Agência Câmara de Notícias-Brasília-DF
21 de Mar de 2005

Em sua primeira viagem, a comissão externa que investiga a morte de crianças INDÍGENAS por desnutrição em Mato Grosso e Mato Grosso do Sul visitou hoje centros de recuperação, hospitais e aldeias de Dourados (MS). Os deputados também reuniram-se com lideranças INDÍGENAS, autoridades, especialistas e médicos. Os encontros forneceram subsídios para as audiências públicas que serão realizadas amanhã, em Dourados, e na quarta-feira (23), em Campo Grande.
O presidente da Comissão, deputado Geraldo Resende (PPS-MS) quer apresentar diagnóstico da situação, levantar as responsabilidades pelo quadro atual e apontar possíveis soluções que garantam melhores condições de vida para as comunidades INDÍGENAS.

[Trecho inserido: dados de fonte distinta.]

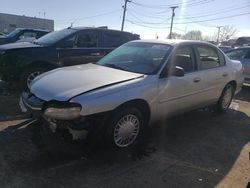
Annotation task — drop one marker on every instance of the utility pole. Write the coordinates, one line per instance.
(218, 36)
(173, 14)
(124, 12)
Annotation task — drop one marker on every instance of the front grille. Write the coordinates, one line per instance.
(31, 101)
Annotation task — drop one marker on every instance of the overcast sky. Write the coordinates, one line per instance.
(145, 17)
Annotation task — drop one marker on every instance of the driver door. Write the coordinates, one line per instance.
(180, 94)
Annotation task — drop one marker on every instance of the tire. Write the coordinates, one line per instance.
(124, 128)
(30, 74)
(225, 98)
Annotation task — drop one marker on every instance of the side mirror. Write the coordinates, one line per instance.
(177, 71)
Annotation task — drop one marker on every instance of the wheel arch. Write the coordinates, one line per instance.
(141, 104)
(233, 83)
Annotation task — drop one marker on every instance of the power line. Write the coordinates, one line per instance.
(220, 18)
(150, 23)
(188, 3)
(200, 21)
(215, 13)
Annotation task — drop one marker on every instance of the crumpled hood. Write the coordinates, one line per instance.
(18, 45)
(64, 83)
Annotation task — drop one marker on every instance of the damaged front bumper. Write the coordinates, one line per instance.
(77, 128)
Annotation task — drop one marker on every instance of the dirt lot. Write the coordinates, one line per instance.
(197, 149)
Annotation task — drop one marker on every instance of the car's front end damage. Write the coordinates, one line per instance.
(79, 107)
(61, 117)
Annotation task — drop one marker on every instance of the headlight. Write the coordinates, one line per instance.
(65, 111)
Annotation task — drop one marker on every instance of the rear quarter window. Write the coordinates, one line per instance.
(208, 57)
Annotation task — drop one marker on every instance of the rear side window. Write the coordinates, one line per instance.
(247, 56)
(236, 54)
(184, 58)
(87, 40)
(208, 57)
(114, 39)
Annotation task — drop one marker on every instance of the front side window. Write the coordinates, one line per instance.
(208, 57)
(87, 40)
(68, 42)
(138, 57)
(184, 58)
(55, 37)
(27, 35)
(236, 54)
(114, 39)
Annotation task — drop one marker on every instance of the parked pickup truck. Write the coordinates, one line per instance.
(22, 62)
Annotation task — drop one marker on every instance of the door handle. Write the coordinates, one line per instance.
(95, 54)
(196, 80)
(225, 74)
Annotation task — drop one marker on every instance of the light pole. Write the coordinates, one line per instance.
(172, 19)
(124, 13)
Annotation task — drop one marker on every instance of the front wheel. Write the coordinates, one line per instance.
(125, 127)
(225, 98)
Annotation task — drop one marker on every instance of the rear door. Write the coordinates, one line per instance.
(214, 73)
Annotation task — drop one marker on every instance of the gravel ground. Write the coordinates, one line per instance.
(197, 149)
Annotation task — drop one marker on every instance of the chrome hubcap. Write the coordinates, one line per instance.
(227, 98)
(32, 76)
(126, 130)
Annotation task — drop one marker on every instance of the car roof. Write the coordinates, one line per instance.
(239, 48)
(43, 30)
(99, 28)
(173, 42)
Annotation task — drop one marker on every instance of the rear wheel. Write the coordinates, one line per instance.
(225, 98)
(125, 127)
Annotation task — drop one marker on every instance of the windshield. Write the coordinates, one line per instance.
(54, 37)
(13, 33)
(144, 58)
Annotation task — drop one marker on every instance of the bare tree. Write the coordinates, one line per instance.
(227, 32)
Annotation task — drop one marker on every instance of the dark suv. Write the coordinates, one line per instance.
(22, 62)
(22, 34)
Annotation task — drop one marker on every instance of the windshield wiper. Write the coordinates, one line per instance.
(114, 66)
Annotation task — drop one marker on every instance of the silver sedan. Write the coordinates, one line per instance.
(137, 84)
(243, 55)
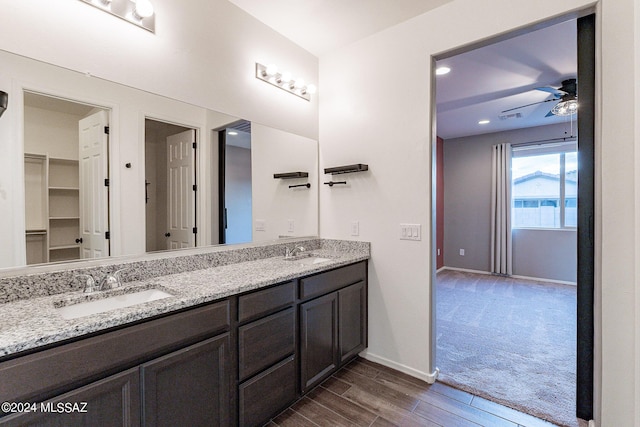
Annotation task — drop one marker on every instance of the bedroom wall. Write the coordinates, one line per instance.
(375, 108)
(543, 254)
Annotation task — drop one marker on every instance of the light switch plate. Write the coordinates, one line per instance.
(410, 232)
(355, 228)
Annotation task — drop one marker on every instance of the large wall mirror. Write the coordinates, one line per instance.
(110, 170)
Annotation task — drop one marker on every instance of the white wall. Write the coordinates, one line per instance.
(203, 52)
(51, 132)
(375, 109)
(275, 151)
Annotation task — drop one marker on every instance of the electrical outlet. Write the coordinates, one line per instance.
(410, 232)
(355, 228)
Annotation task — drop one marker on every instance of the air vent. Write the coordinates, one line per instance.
(510, 116)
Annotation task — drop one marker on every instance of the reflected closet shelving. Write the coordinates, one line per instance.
(52, 202)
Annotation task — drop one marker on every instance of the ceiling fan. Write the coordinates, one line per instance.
(567, 94)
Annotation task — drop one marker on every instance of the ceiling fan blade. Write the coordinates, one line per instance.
(528, 105)
(552, 90)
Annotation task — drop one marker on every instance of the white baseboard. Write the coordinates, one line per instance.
(465, 270)
(541, 279)
(428, 377)
(515, 276)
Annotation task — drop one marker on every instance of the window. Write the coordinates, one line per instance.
(544, 185)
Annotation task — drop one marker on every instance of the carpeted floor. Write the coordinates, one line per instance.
(509, 340)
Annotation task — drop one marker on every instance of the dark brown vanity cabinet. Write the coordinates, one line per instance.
(266, 353)
(237, 361)
(174, 370)
(333, 322)
(188, 387)
(113, 401)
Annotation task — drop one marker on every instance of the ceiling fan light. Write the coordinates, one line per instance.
(565, 108)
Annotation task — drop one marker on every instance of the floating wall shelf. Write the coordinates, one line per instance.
(291, 175)
(347, 169)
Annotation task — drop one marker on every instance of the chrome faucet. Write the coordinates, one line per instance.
(290, 253)
(90, 284)
(110, 281)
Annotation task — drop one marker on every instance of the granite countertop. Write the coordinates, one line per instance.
(31, 323)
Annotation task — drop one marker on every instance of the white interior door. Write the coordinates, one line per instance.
(180, 194)
(94, 194)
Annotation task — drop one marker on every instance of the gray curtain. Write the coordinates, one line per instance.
(501, 258)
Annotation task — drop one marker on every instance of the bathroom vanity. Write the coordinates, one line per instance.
(234, 345)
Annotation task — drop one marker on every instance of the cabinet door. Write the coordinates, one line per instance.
(266, 394)
(113, 401)
(352, 303)
(264, 342)
(318, 339)
(189, 387)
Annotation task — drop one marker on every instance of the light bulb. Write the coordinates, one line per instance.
(286, 77)
(143, 9)
(272, 69)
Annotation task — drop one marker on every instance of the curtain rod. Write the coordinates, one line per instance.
(544, 141)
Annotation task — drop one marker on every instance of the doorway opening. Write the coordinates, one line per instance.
(494, 314)
(170, 186)
(234, 183)
(66, 172)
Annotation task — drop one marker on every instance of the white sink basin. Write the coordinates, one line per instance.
(312, 260)
(112, 303)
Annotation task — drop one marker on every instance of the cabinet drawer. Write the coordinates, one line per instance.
(112, 401)
(266, 301)
(49, 372)
(324, 283)
(265, 395)
(265, 341)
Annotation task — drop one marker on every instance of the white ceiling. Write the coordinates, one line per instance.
(486, 81)
(320, 26)
(483, 82)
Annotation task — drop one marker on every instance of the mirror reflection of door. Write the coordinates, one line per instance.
(235, 183)
(66, 165)
(170, 181)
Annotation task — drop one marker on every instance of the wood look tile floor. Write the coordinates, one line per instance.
(364, 393)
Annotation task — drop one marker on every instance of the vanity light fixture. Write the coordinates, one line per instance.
(441, 71)
(142, 9)
(137, 12)
(283, 80)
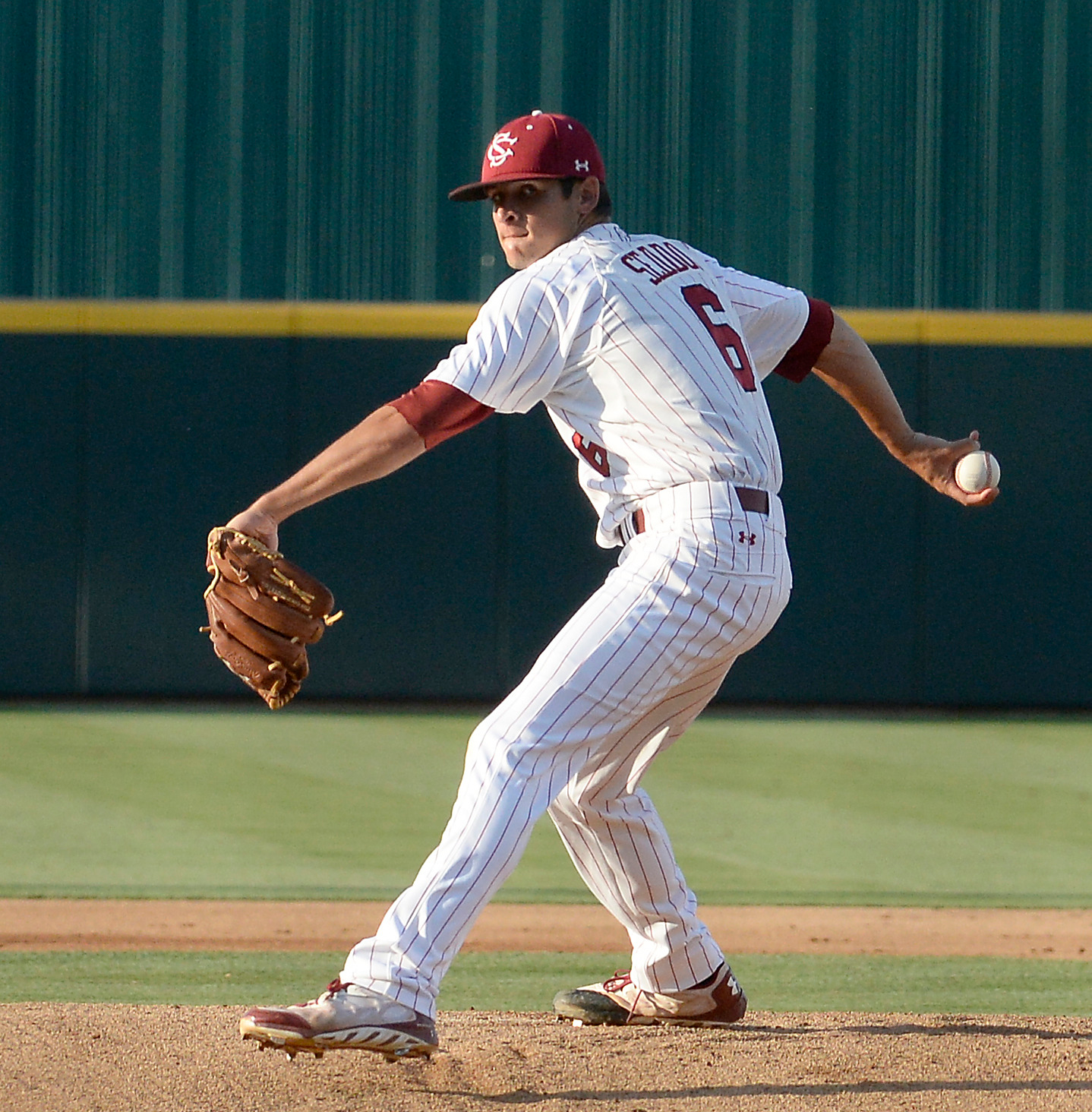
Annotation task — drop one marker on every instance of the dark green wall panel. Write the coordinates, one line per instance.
(909, 153)
(43, 513)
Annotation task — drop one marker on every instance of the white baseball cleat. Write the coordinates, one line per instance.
(346, 1016)
(716, 1002)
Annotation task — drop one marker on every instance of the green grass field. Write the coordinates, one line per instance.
(762, 809)
(769, 810)
(527, 982)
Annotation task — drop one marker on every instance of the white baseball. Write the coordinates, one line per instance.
(977, 471)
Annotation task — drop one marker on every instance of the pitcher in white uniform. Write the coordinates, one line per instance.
(649, 356)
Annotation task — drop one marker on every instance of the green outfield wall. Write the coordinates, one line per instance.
(131, 428)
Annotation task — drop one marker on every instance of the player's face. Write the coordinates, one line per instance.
(533, 217)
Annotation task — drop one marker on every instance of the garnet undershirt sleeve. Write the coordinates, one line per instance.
(797, 362)
(437, 410)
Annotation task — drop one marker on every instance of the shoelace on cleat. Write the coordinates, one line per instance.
(618, 982)
(336, 985)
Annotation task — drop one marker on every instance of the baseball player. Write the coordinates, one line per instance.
(649, 356)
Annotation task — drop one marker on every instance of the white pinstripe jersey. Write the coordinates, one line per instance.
(649, 356)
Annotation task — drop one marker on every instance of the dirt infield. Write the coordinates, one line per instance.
(98, 1057)
(78, 1057)
(196, 924)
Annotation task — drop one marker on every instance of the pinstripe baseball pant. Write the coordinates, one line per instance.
(620, 682)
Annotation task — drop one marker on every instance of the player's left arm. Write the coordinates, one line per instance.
(850, 368)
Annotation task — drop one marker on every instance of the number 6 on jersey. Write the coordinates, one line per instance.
(704, 302)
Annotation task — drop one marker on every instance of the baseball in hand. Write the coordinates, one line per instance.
(977, 471)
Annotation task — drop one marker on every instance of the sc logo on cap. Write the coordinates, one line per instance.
(500, 150)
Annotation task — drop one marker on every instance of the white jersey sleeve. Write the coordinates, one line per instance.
(517, 347)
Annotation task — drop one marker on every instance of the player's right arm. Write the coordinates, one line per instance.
(380, 445)
(850, 368)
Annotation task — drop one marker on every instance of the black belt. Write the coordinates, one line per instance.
(753, 501)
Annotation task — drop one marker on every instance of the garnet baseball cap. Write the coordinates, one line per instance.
(543, 145)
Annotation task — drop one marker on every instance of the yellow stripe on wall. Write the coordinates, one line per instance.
(382, 319)
(450, 321)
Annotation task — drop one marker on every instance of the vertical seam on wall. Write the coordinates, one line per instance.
(425, 156)
(920, 643)
(491, 30)
(991, 126)
(237, 38)
(802, 145)
(926, 162)
(1053, 246)
(502, 562)
(81, 647)
(172, 151)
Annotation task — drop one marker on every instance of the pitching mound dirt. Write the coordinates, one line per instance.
(80, 1057)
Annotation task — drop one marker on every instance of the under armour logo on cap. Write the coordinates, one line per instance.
(541, 145)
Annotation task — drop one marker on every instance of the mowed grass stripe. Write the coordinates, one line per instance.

O deputado avisa que a situação é muito complexa e pode levar a múltiplas conclusões e saídas. "Para isso, queremos ouvir lideranças INDÍGENAS, antropólogos e responsáveis pelos programas de saúde, além da própria comunidade", afirmou. "Ninguém neste momento tem condições de apresentar uma solução pronta, principalmente para a reserva indígena Jaguapiru e Bororó, em Dourados".

Taxa alta
Somente neste ano, 12 crianças INDÍGENAS morreram em Dourados. A taxa de mortalidade infantil entre as tribos da região está muito acima da brasileira, que já é considerada alta.
Por causa das mortes, a Fundação Nacional de Saúde (Funasa) examinou 2,3 mil crianças menores de 5 anos nas aldeias de Mato Grosso do Sul. Dentre elas, 20% apresentavam algum tipo de problema, como desnutrição.
Em Brasília, os parlamentares da Comissão ouviram, na semana passada, o depoimento dos presidentes da Funasa, Valdi Camárcio; e da Fundação Nacional do Índio (Funai), Mércio Pereira Gomes.